Finanztransaktionssteuer: DIW Studie bestätigt enormes Einnahmepotential.

Presseerklärung der Kampagne „Steuer gegen Armut“

10.03.2015 / 09.03.2015

Bundesregierung muss Einnahmen für Armutsbekämpfung und Klimaschutz nutzen!

Wie eine Studie zur Finanztransaktionssteuer, von der die Süddeutsche Zeitung heute berichtet, zeigt, ist das Einnahmepotential der Steuer so groß, dass problemlos ein Teil des Geldes für Armutsbekämpfung und Klimaschutz eingesetzt werden kann. Demnach würde die Finanztransaktionssteuer (FTT) bei einem Steuersatz von 0,1 Prozent für Aktien und Anleihen und 0,01 Prozent für Derivate, wie es der Gesetzentwurf der EU-Kommission vorsieht, allein in Deutschland 44 Milliarden Euro bringen, unter der Voraussetzung, dass es keinen Rückgang der Transaktionen gibt. Aber selbst wenn die Transaktionen als Reaktion auf die Steuer zurückgingen, kämen im ungünstigsten Fall noch immer 18 Milliarden zusammen.

"Außerdem zeigen die Zahlen der Studie auch, dass eine breite Steuerbasis notwendig ist, weil sonst Schlupflöcher offen bleiben, die die FTT stark entwerten würden", erklärt der Sprecher der Kampagne Steuer gegen Armut, Detlev von Larcher zu den Ergebnissen der Studie des Deutschen Instituts für Wirtschaftsforschung (DIW).

Zur Verwendung der Steuereinnahmen sagt von Larcher: "Der französische Präsident Hollande hat bereits angekündigt, dass er Berlin für eine gemeinsame Initiative gewinnen will, mit der Frankreich und Deutschland sich verpflichten, mit Einnahmen aus der FTT zum Klimafonds der UNO und dem Globalen Fonds für Aids-Bekämpfung beizutragen. Wir fordern die Bundeskanzlerin auf, wie Frankreich einen signifikanten Teil der Steuereinnahmen für die weltweite Entwicklungs- und Klimafinanzierung zu nutzen und beim für Ende März geplanten deutsch-französischen Ministerrat ein entsprechendes Signal zu setzen."

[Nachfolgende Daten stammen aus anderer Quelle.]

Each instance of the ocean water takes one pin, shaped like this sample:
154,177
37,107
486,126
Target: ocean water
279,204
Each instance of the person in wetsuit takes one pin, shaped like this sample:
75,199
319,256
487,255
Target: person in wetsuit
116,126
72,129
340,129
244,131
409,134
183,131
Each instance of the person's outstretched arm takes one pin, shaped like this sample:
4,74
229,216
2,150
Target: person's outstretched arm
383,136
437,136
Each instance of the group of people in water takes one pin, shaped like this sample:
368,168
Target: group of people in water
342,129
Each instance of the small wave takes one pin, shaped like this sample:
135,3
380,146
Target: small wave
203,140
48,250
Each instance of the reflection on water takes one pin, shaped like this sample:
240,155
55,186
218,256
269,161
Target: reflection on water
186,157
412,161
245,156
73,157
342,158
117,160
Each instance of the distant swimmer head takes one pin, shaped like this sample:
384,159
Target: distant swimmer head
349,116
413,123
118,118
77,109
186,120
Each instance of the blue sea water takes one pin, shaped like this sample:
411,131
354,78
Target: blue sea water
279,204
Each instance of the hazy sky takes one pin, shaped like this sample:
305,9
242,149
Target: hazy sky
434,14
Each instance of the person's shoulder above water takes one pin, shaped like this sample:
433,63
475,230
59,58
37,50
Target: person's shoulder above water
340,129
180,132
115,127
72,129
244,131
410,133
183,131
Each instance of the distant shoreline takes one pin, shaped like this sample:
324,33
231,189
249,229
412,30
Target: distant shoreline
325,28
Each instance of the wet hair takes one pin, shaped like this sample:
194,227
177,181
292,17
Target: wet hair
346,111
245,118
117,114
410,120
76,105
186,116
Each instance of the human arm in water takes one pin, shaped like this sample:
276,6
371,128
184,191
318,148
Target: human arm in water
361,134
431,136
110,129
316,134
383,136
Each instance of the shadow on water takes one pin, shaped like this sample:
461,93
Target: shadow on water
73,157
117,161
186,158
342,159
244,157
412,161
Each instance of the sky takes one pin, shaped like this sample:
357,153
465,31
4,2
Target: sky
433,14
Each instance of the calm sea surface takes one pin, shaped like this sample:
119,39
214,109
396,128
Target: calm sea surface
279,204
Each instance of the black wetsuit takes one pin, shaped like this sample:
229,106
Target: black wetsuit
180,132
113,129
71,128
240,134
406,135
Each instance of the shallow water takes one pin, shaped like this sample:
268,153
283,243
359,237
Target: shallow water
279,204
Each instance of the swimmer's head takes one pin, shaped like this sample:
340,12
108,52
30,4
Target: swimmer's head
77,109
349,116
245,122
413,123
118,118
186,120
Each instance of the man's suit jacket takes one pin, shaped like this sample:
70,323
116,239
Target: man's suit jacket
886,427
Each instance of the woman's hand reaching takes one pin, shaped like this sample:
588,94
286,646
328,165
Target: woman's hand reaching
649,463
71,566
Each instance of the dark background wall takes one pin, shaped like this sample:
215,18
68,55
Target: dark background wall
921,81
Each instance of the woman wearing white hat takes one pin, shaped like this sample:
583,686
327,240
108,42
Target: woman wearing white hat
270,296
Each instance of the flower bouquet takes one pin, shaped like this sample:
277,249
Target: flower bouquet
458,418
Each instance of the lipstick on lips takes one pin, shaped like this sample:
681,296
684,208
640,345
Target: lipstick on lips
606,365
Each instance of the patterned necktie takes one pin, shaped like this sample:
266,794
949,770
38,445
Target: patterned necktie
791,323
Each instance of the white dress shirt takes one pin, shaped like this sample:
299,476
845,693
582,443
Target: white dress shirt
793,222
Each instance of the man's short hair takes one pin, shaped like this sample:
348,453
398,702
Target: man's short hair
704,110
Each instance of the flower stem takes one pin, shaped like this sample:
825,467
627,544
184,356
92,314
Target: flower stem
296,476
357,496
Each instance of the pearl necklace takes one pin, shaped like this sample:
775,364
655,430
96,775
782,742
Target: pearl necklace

So erfreulich die Aussichten auf Steuereinnahmen ist, darf darüber nicht vergessen werden, dass die Ausgestaltung der Steuer noch nicht endgültig unter Dach und Fach ist. Wir erwarten von der Bundesregierung, dass sie ihr im Koalitionsvertrag gegebenes Wort hält und sich allen Versuchen einer Verwässerung der FTT entgegenstellt.